Del inglés pan (sartén) y cake (torta, pastel) 

A primera vista, una percibe un cilindro beige, no del todo perfecto. Pequeñas protuberancias, producto de la cocción, se adivinan en su superficie porosa, invitante. En los extremos de este cilindro a medias, se aprecian cantos amarronados, costras que se abrazaron a la sartén más tiempo del debido. Y, eventualmente, surge de esa represa la materia que le da su esencia. Pero vayamos por partes.
Para degustarlo, la manera más recomendada es unir los dos extremos y generar una suerte de herradura que se llevará a la boca por sendos dichos extremos al comienzo (es importante seguir cada paso rigurosamente para disfrutar con plenitud de este momento de dicha). Sentirá en los dedos lo naturalmente húmedo de su masa, lo acolchonado de su estructura, lo pesado de su relleno.
Comenzará por sus extremos, saboreando las costras. Crujientes, vacías de relleno pero no por ello exentas de sabor. Suenan en la boca como fuegos artificiales, como pequeñas chispas. Y, como ellas, son sólo el preámbulo, el entretenimiento fútil que el gusto disfruta con gusto antes de pasar a lo importante. La saliva sigue apareciendo, anticipándose al clímax.

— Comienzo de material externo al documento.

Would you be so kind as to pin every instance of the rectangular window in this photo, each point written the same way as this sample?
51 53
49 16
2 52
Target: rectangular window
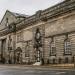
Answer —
67 48
19 37
52 49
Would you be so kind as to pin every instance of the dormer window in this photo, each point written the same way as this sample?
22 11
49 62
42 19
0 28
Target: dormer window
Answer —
7 24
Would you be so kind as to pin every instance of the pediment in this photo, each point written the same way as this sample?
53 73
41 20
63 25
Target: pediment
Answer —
11 18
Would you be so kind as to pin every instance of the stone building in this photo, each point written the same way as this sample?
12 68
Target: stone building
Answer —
48 35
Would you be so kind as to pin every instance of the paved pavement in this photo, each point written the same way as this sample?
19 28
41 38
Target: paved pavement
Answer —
20 70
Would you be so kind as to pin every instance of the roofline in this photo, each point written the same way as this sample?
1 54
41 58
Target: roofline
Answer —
52 12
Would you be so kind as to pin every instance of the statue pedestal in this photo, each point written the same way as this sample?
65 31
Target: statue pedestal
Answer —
38 63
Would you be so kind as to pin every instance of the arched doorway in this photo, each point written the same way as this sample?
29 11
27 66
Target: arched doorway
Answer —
18 56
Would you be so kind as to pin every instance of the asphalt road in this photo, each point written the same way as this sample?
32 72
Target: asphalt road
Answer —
29 71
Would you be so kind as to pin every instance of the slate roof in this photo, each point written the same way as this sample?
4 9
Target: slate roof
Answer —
19 15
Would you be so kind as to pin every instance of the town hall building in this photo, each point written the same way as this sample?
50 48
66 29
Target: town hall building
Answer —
48 36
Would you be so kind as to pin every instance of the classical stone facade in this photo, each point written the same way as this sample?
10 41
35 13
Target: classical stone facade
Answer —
47 36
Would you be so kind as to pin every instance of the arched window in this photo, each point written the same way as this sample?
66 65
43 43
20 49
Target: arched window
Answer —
67 47
52 48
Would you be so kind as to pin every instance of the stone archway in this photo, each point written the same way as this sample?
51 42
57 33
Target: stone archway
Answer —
18 55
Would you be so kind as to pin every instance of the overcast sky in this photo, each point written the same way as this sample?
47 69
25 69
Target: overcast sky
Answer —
27 7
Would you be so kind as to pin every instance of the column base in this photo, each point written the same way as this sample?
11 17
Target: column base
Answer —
38 63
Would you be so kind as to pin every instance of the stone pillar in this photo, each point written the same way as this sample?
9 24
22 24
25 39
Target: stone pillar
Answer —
0 49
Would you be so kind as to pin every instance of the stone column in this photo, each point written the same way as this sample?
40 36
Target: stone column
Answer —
0 49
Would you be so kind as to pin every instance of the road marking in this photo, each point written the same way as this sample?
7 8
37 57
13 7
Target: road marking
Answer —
60 72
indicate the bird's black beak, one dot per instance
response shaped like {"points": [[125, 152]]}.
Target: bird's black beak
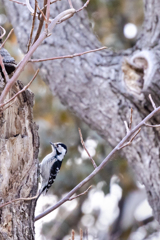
{"points": [[53, 145]]}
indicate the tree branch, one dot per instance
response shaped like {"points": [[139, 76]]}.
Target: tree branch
{"points": [[101, 166]]}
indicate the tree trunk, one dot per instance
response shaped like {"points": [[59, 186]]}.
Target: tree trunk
{"points": [[19, 144], [102, 87]]}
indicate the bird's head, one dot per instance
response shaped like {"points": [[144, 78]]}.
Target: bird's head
{"points": [[60, 150]]}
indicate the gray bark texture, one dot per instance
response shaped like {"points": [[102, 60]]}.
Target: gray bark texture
{"points": [[101, 87], [19, 144]]}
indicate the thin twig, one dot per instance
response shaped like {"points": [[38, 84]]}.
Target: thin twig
{"points": [[153, 104], [150, 125], [41, 18], [126, 126], [72, 234], [27, 86], [85, 5], [47, 15], [77, 196], [129, 143], [6, 38], [24, 4], [18, 199], [81, 234], [32, 28], [130, 121], [82, 142], [29, 7], [3, 69], [3, 109], [50, 4], [44, 17], [4, 32], [70, 3], [67, 56]]}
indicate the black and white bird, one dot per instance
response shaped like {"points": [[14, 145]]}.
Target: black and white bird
{"points": [[50, 166]]}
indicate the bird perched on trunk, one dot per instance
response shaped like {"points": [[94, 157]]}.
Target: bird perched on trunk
{"points": [[50, 166]]}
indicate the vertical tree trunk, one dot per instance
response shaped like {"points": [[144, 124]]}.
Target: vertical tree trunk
{"points": [[19, 143]]}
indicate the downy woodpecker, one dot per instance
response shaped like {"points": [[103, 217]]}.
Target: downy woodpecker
{"points": [[50, 166]]}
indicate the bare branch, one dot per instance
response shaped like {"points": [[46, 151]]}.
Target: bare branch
{"points": [[3, 69], [32, 49], [44, 17], [32, 28], [50, 4], [85, 5], [129, 143], [82, 142], [18, 199], [70, 3], [81, 234], [73, 234], [29, 7], [41, 18], [6, 38], [27, 86], [47, 15], [101, 166], [153, 104], [67, 56], [70, 199], [150, 125], [130, 121], [126, 126], [4, 32], [24, 4]]}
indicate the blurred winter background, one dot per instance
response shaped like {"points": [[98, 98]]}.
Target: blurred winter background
{"points": [[116, 206]]}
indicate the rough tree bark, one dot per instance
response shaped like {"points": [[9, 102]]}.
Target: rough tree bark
{"points": [[19, 144], [102, 87]]}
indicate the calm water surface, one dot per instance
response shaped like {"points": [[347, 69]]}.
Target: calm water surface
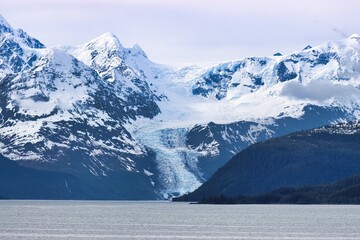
{"points": [[165, 220]]}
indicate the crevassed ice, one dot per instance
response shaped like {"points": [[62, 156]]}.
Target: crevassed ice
{"points": [[177, 164]]}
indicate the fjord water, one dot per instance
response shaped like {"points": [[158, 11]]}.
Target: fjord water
{"points": [[166, 220]]}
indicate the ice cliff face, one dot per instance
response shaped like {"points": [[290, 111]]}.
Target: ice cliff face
{"points": [[117, 121]]}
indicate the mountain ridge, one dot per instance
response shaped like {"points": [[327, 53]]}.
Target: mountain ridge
{"points": [[100, 108]]}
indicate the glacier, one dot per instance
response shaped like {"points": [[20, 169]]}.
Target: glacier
{"points": [[110, 116]]}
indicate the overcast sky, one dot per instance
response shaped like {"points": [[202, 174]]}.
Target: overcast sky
{"points": [[189, 31]]}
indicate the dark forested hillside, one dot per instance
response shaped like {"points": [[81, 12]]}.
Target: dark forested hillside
{"points": [[307, 158]]}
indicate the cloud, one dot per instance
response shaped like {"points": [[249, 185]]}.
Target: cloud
{"points": [[320, 91]]}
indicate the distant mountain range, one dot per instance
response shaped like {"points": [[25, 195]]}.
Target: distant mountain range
{"points": [[309, 158], [111, 124]]}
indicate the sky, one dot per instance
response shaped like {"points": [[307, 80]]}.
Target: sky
{"points": [[177, 32]]}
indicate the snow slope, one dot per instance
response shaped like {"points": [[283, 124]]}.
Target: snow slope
{"points": [[110, 116]]}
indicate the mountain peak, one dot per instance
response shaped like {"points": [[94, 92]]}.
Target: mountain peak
{"points": [[107, 40], [5, 26], [137, 50], [355, 37]]}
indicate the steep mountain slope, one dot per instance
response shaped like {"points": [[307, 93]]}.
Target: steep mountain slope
{"points": [[313, 157], [59, 114], [258, 101], [108, 115]]}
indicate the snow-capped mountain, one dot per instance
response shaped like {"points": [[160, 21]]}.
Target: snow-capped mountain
{"points": [[114, 119]]}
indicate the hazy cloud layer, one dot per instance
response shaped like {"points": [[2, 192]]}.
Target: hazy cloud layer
{"points": [[319, 90], [176, 31]]}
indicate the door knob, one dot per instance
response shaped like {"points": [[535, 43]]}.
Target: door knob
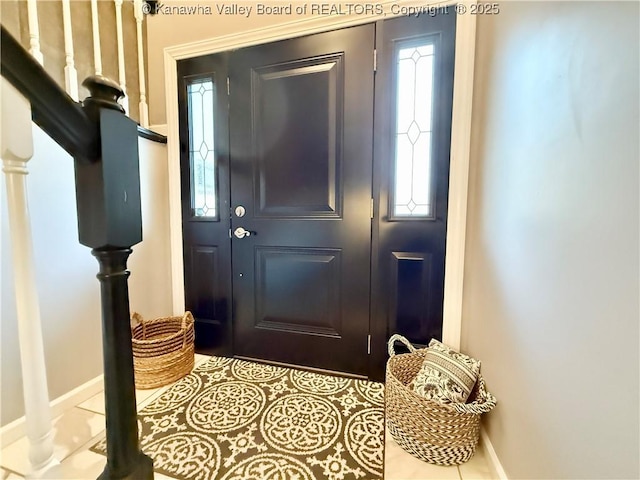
{"points": [[241, 232], [240, 211]]}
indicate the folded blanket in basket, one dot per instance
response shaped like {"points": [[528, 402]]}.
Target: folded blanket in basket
{"points": [[446, 376]]}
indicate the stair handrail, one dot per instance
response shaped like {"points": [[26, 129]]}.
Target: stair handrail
{"points": [[104, 144]]}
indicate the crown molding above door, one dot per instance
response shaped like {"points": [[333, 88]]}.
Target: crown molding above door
{"points": [[460, 141]]}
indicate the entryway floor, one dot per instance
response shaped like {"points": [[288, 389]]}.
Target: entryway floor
{"points": [[82, 426]]}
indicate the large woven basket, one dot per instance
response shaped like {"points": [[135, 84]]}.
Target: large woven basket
{"points": [[442, 434], [163, 349]]}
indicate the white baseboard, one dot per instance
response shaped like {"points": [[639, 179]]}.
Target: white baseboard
{"points": [[492, 458], [160, 128], [18, 428]]}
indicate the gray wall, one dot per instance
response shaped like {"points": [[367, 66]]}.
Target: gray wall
{"points": [[66, 279], [551, 289]]}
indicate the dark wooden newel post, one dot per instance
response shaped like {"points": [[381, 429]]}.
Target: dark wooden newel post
{"points": [[110, 222]]}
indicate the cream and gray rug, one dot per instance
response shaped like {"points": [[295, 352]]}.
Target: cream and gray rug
{"points": [[236, 420]]}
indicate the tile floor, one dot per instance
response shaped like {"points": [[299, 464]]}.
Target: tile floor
{"points": [[79, 428]]}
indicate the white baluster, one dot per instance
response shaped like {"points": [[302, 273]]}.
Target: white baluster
{"points": [[97, 55], [70, 72], [144, 109], [121, 72], [16, 150], [34, 31]]}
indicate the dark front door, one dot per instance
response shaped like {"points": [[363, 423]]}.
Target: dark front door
{"points": [[301, 173], [284, 169], [414, 95]]}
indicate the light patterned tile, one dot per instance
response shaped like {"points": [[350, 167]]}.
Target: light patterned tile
{"points": [[71, 431], [94, 404], [400, 465], [477, 468], [81, 465], [143, 397]]}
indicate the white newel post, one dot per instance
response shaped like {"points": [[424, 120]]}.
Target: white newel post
{"points": [[70, 72], [16, 150], [34, 31], [122, 77]]}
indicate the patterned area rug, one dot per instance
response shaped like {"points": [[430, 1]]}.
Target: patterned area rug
{"points": [[236, 420]]}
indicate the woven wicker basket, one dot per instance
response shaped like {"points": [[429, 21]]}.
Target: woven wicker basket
{"points": [[442, 434], [163, 349]]}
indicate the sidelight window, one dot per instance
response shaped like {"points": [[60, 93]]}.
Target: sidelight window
{"points": [[412, 195], [200, 104]]}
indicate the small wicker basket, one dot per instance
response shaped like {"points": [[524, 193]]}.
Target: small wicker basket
{"points": [[442, 434], [163, 350]]}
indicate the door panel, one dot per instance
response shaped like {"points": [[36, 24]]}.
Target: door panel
{"points": [[413, 102], [301, 150], [285, 133]]}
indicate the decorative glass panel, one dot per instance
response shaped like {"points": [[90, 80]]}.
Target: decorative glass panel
{"points": [[414, 103], [200, 101]]}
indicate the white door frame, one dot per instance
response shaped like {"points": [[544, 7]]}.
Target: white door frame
{"points": [[460, 141]]}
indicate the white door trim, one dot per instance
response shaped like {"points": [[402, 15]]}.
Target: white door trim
{"points": [[460, 141]]}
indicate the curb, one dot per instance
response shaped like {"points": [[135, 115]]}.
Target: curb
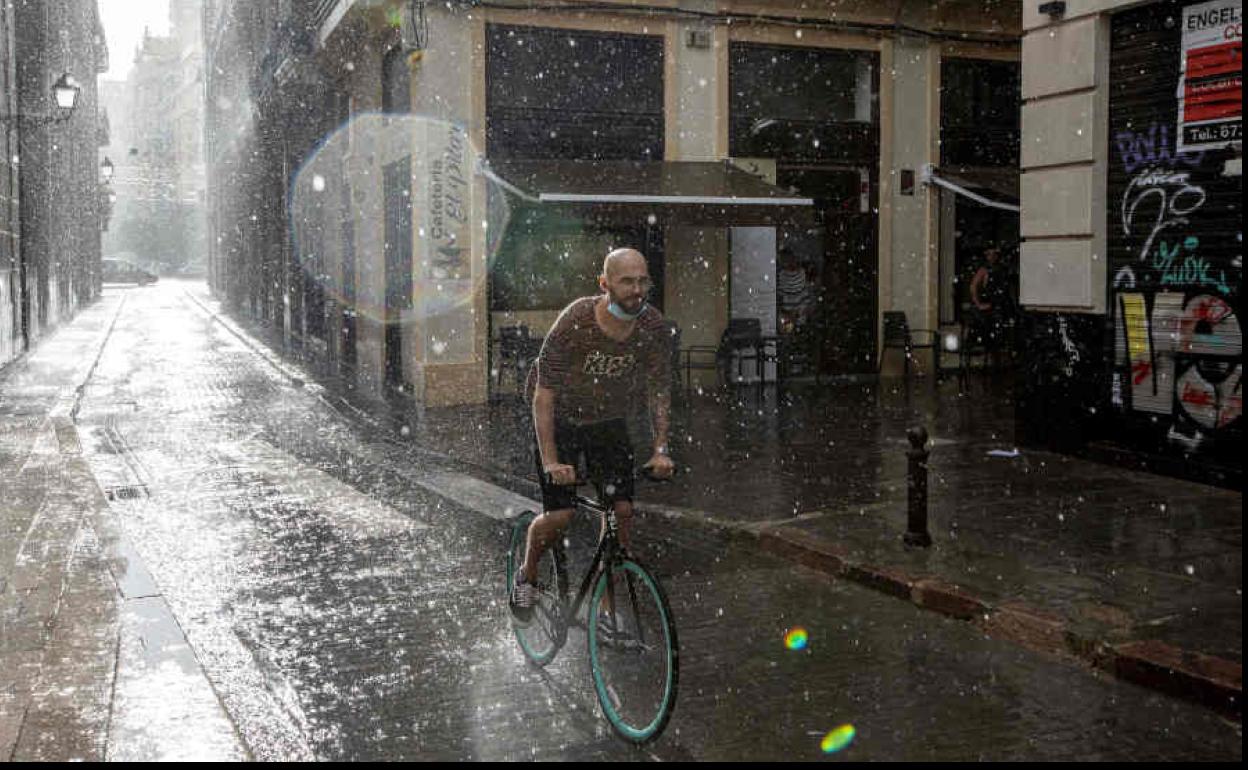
{"points": [[1206, 679]]}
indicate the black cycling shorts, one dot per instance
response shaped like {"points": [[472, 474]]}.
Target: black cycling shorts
{"points": [[604, 453]]}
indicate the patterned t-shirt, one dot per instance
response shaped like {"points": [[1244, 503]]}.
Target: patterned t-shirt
{"points": [[595, 377]]}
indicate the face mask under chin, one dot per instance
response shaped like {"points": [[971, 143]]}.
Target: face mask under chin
{"points": [[623, 315]]}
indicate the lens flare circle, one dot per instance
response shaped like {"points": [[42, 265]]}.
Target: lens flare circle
{"points": [[796, 639], [394, 226], [838, 739]]}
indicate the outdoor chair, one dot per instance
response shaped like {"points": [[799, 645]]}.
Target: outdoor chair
{"points": [[743, 341], [899, 335], [743, 338], [517, 350]]}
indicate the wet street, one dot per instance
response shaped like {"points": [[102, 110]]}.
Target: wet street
{"points": [[302, 585]]}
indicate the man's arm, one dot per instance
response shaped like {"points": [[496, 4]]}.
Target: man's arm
{"points": [[543, 421], [660, 414], [659, 394], [976, 282]]}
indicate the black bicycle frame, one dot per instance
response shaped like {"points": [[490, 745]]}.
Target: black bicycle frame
{"points": [[608, 549]]}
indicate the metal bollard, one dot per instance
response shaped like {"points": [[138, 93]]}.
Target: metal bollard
{"points": [[916, 481]]}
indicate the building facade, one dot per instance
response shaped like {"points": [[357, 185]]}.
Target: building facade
{"points": [[156, 149], [1132, 266], [50, 253], [844, 109]]}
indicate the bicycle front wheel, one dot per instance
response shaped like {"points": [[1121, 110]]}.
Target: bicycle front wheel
{"points": [[633, 650], [543, 637]]}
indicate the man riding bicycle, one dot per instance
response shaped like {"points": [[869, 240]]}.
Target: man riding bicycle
{"points": [[599, 357]]}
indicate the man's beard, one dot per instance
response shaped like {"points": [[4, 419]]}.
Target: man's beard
{"points": [[632, 307]]}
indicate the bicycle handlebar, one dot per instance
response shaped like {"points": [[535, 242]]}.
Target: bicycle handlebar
{"points": [[638, 473]]}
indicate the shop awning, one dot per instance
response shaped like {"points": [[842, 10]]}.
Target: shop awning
{"points": [[991, 187], [685, 192]]}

Y una hinca el diente y va calculando. El último tarascón debe ser del tamaño apropiado, no hay medias tintas en estos casos. El último implica introducirse el núcleo completo, íntegro. El último es abrir la boca hasta que las comisuras duelan y ahí…
Explosión de sabores, de sensaciones. La boca se cierra y el placer se abre. El dulce, como marea de melaza densa y oscura, inunda el paladar y endulza todo a su paso. El olfato se empalaga, el cerebro se desconecta, la saliva se regodea, se abraza con su amante colonial y ya no queda nada más que…
Hacerse otro panqueque con mucho dulce de leche.